Artificial Intelligence in Law Practice
Further, contrary to the traditional notion, law as a field of practice is not immune to disruptive technology. Artificial intelligence today is rapidly cutting into different fields of practice and various industries with the aim of redefining the concept of work in terms of unparalleled efficiency. The understanding here is that AI seeks to enhance what the lawyer does, and not to replace the lawyer. However, while many fear that the emergence of AI would occasion loss of jobs; the million-dollar question remains “what impact would AI make on the lawyer’s mode of work?”
First off, embracing artificial intelligence into our legal system heralds the emergence of unbridled analytical accuracy and speed. The reality of today sees clients paying lawyers exorbitant service fees with the expectation of proportional excellence in legal services. This has constantly created a gap in the Nigerian Legal system as human lawyers find it hard to match the demand within a short period of time. Humans easily wear out, both mentally and physically, thereby leading to delays in service provision. This is the gap AI intends to bridge. With the proper set of algorithms, intelligent machines would help lawyers know the most probable judgment of the court by assessing all cases that have been decided in that line thereby guiding lawyers in preparation of arguments. They would help lawyers review and analyse contracts for clause evaluation and risk assessment. They would also constantly factor in prevalent and emerging trends in solving research questions. And most interestingly, they would do all these and more in seconds, or at the very least, minutes.
Sequel to this, human lawyers would be provided with ample time to deal with the legal realms of the law that require high level human intelligence – and would always do. The practice of law is a field that, based on all indications of available technology, cannot be fully automated.

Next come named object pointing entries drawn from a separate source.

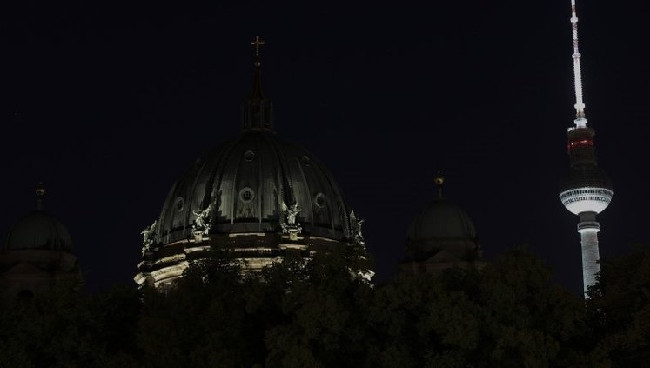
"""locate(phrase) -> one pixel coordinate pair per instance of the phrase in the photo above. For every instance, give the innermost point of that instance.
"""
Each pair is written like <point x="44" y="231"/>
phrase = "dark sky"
<point x="108" y="103"/>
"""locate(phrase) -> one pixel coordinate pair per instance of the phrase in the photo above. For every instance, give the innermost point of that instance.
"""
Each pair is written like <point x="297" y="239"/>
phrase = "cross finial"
<point x="257" y="43"/>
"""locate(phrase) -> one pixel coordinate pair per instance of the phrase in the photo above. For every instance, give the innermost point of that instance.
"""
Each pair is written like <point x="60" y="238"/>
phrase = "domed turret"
<point x="440" y="236"/>
<point x="256" y="194"/>
<point x="37" y="253"/>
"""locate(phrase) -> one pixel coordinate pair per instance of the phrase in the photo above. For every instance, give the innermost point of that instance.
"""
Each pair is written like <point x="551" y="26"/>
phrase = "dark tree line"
<point x="316" y="313"/>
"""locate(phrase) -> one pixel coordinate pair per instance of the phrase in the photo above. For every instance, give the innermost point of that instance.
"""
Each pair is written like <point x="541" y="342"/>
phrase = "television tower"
<point x="587" y="190"/>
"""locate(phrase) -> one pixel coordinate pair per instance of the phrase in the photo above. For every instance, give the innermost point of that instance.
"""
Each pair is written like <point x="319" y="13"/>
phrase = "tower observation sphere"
<point x="587" y="190"/>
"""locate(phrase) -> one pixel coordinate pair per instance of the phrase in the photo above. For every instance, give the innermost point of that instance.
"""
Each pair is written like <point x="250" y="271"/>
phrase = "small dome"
<point x="441" y="219"/>
<point x="38" y="230"/>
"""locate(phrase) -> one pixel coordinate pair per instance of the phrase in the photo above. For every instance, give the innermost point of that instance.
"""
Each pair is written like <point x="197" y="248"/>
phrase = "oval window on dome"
<point x="306" y="160"/>
<point x="180" y="204"/>
<point x="246" y="195"/>
<point x="320" y="200"/>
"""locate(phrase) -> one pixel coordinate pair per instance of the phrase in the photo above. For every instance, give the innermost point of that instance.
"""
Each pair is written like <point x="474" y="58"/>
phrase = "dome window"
<point x="249" y="155"/>
<point x="306" y="161"/>
<point x="246" y="195"/>
<point x="320" y="200"/>
<point x="180" y="204"/>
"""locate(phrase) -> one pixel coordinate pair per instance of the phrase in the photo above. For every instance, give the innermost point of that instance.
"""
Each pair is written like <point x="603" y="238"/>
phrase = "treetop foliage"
<point x="317" y="313"/>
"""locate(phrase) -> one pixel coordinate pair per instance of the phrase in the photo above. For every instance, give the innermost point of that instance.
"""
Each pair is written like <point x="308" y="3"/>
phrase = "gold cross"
<point x="257" y="43"/>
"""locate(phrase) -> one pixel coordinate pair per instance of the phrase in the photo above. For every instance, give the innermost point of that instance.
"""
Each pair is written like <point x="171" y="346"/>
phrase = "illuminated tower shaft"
<point x="587" y="190"/>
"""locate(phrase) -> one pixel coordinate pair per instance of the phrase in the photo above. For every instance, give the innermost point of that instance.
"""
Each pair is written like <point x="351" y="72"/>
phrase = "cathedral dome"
<point x="38" y="230"/>
<point x="441" y="219"/>
<point x="440" y="236"/>
<point x="246" y="182"/>
<point x="256" y="194"/>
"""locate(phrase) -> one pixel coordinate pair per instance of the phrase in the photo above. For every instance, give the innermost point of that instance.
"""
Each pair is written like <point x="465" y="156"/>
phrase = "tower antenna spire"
<point x="587" y="190"/>
<point x="581" y="120"/>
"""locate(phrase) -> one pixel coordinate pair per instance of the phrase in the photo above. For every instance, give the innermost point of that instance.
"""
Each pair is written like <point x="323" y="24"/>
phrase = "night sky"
<point x="108" y="103"/>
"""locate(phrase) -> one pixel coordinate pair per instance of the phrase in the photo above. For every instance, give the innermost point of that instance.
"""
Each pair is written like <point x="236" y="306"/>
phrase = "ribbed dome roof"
<point x="441" y="219"/>
<point x="38" y="230"/>
<point x="246" y="181"/>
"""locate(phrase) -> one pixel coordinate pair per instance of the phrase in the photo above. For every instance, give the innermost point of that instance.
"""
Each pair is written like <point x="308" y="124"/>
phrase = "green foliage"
<point x="318" y="313"/>
<point x="620" y="310"/>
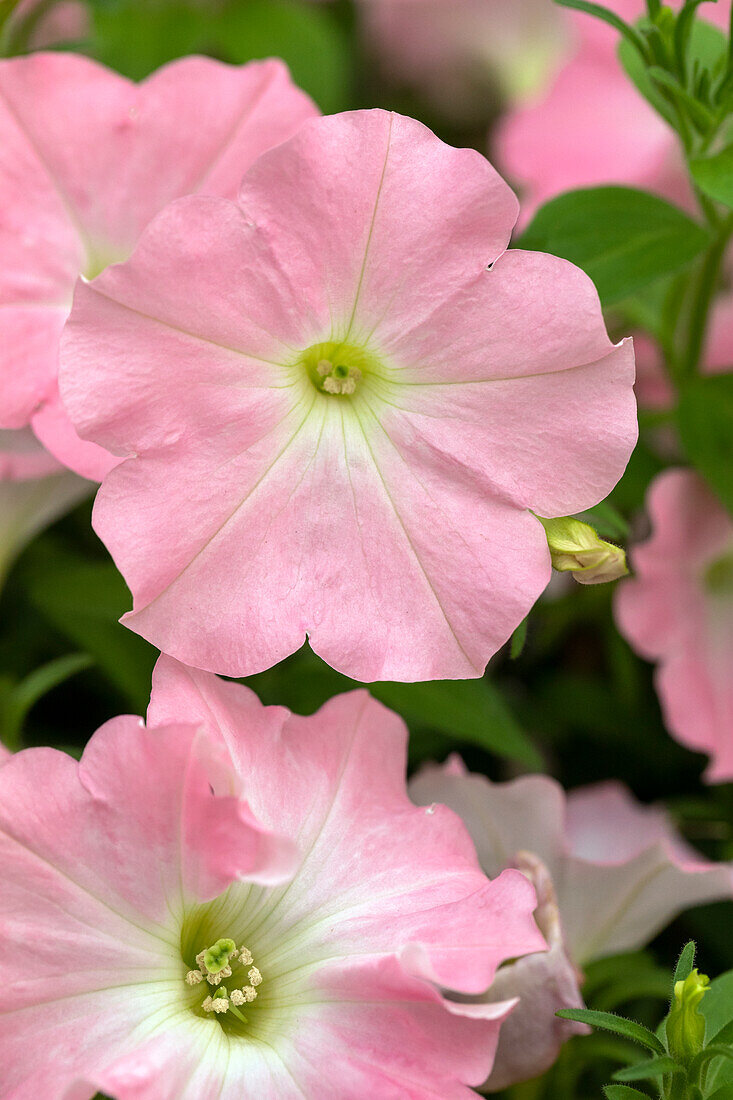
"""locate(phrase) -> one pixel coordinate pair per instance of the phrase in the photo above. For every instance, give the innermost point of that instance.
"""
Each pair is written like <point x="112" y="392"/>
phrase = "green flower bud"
<point x="576" y="548"/>
<point x="686" y="1025"/>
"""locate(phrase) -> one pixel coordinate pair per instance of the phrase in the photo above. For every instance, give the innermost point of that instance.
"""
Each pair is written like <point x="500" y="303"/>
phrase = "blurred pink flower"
<point x="456" y="52"/>
<point x="609" y="871"/>
<point x="237" y="900"/>
<point x="339" y="417"/>
<point x="591" y="125"/>
<point x="35" y="490"/>
<point x="86" y="160"/>
<point x="678" y="611"/>
<point x="45" y="25"/>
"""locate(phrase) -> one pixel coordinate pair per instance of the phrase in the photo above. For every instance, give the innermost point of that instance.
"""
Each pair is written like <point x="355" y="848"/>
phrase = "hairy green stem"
<point x="702" y="297"/>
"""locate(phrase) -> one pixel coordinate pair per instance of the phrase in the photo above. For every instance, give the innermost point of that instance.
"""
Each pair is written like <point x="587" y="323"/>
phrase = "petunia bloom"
<point x="238" y="901"/>
<point x="34" y="491"/>
<point x="459" y="52"/>
<point x="592" y="125"/>
<point x="340" y="417"/>
<point x="86" y="160"/>
<point x="610" y="873"/>
<point x="678" y="611"/>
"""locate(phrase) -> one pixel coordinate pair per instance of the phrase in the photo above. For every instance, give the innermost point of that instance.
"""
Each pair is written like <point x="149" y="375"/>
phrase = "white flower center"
<point x="217" y="964"/>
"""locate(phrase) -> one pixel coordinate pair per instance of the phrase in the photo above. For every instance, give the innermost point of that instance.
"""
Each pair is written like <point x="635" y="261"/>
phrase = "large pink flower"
<point x="86" y="160"/>
<point x="245" y="903"/>
<point x="591" y="125"/>
<point x="610" y="872"/>
<point x="678" y="611"/>
<point x="339" y="416"/>
<point x="34" y="491"/>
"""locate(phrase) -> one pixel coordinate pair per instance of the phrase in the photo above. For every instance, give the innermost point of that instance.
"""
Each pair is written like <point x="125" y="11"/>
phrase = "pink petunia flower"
<point x="610" y="873"/>
<point x="239" y="901"/>
<point x="35" y="490"/>
<point x="458" y="52"/>
<point x="340" y="418"/>
<point x="591" y="125"/>
<point x="86" y="160"/>
<point x="40" y="24"/>
<point x="678" y="611"/>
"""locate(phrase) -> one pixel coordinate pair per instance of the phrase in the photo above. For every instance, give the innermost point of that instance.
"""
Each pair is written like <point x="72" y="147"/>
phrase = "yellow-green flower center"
<point x="225" y="960"/>
<point x="338" y="369"/>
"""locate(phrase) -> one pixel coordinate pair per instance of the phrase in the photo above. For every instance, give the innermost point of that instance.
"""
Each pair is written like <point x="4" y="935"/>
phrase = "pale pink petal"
<point x="341" y="777"/>
<point x="610" y="908"/>
<point x="308" y="516"/>
<point x="22" y="458"/>
<point x="533" y="398"/>
<point x="403" y="1047"/>
<point x="531" y="1038"/>
<point x="591" y="128"/>
<point x="88" y="157"/>
<point x="526" y="814"/>
<point x="53" y="427"/>
<point x="673" y="612"/>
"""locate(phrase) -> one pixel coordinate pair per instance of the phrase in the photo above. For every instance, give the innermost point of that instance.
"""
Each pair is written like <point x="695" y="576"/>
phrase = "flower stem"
<point x="702" y="296"/>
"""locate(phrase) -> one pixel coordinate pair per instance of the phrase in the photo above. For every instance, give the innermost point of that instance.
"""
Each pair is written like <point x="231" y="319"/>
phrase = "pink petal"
<point x="73" y="204"/>
<point x="53" y="427"/>
<point x="337" y="780"/>
<point x="669" y="613"/>
<point x="503" y="818"/>
<point x="313" y="517"/>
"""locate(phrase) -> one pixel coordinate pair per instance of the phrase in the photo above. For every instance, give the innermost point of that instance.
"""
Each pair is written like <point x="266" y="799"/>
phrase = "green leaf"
<point x="685" y="963"/>
<point x="648" y="1070"/>
<point x="714" y="175"/>
<point x="623" y="238"/>
<point x="706" y="52"/>
<point x="518" y="638"/>
<point x="137" y="36"/>
<point x="717" y="1007"/>
<point x="21" y="697"/>
<point x="616" y="1024"/>
<point x="704" y="418"/>
<point x="84" y="600"/>
<point x="466" y="710"/>
<point x="606" y="520"/>
<point x="606" y="17"/>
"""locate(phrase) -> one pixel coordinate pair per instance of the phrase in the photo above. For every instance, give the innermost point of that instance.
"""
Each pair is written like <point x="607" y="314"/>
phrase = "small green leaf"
<point x="22" y="696"/>
<point x="518" y="639"/>
<point x="704" y="417"/>
<point x="606" y="17"/>
<point x="718" y="1008"/>
<point x="623" y="238"/>
<point x="608" y="520"/>
<point x="685" y="963"/>
<point x="617" y="1024"/>
<point x="647" y="1070"/>
<point x="714" y="175"/>
<point x="623" y="1092"/>
<point x="467" y="710"/>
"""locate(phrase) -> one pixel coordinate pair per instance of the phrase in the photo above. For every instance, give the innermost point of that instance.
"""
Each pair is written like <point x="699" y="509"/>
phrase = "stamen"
<point x="338" y="378"/>
<point x="215" y="965"/>
<point x="216" y="1003"/>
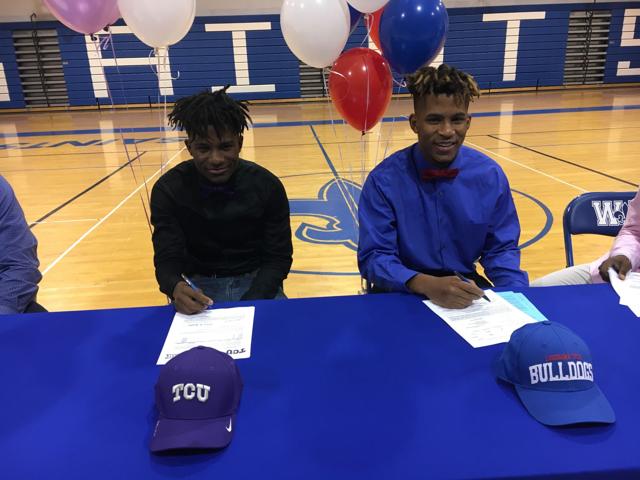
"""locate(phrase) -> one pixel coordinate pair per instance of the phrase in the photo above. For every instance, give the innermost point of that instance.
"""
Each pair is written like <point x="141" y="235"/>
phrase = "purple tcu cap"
<point x="197" y="395"/>
<point x="553" y="374"/>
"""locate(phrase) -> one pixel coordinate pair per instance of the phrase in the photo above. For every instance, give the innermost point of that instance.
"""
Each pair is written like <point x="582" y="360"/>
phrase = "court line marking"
<point x="478" y="147"/>
<point x="106" y="217"/>
<point x="85" y="191"/>
<point x="568" y="162"/>
<point x="65" y="221"/>
<point x="546" y="111"/>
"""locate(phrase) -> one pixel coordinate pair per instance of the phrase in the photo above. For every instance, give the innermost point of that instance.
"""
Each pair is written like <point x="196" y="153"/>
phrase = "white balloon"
<point x="316" y="31"/>
<point x="158" y="23"/>
<point x="368" y="6"/>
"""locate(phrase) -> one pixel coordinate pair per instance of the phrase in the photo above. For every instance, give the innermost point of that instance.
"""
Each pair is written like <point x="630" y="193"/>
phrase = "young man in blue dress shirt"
<point x="433" y="209"/>
<point x="19" y="274"/>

There are several grey areas that require practical strategy, emotional intelligence, and consideration of public policies in dealing with them. These are things that cannot be coded into algorithms – they are not hard and fast. They are not a series of actions that can be fine-tuned into a set of instructions for AI to operate on. Thus, while AI speedily performs the routine part of the lawyer’s works, it allows the human lawyer to invest his intelligence on considerably more important things that actually determine the better lawyer and the winning of cases.
To many, the ultimate fear is that AI would take the lawyer’s works and there is indeed, some truth to this. If AI is adopted into the Nigerian Legal system today, it would displace a lot of lawyers. This is sadly because of the perpetration of mediocrity which sees many Nigerian lawyers feeding off low-level document review, paralegal work and other tasks that can be easily automated. However, for lawyers who understand the impact of technology and the need for constant evolvement, they merely see the advent of AI as a need to leave routine works to intelligent machines and focus their strength on greater causes. They see a need to learn new technology skills and incorporate them into their legal career. Very simply, they see a need to evolve. And frankly, these are the breeds of lawyers our legal system needs and deserves.
In conclusion, the optimism of this essay is not to say that AI is not in any way threatening to the legal profession. This line of reasoning is substantiated by the fact that technology is rapidly growing and vastly unpredictable. For instance, it used to be argued that due to the subtleties of chess, the former human champion could not be beaten by a robot. But AI has proved this wrong. However, as it currently obtains with regards to law, it suffices to say the AI legal tech cannot yet replicate the intricacies of law cutting across experience, creativity, and human interaction to say a few. Hence it would be a futile exercise for Nigerian legal practitioners to revolt against AI as though it is the enemy, when it could very well be the friend.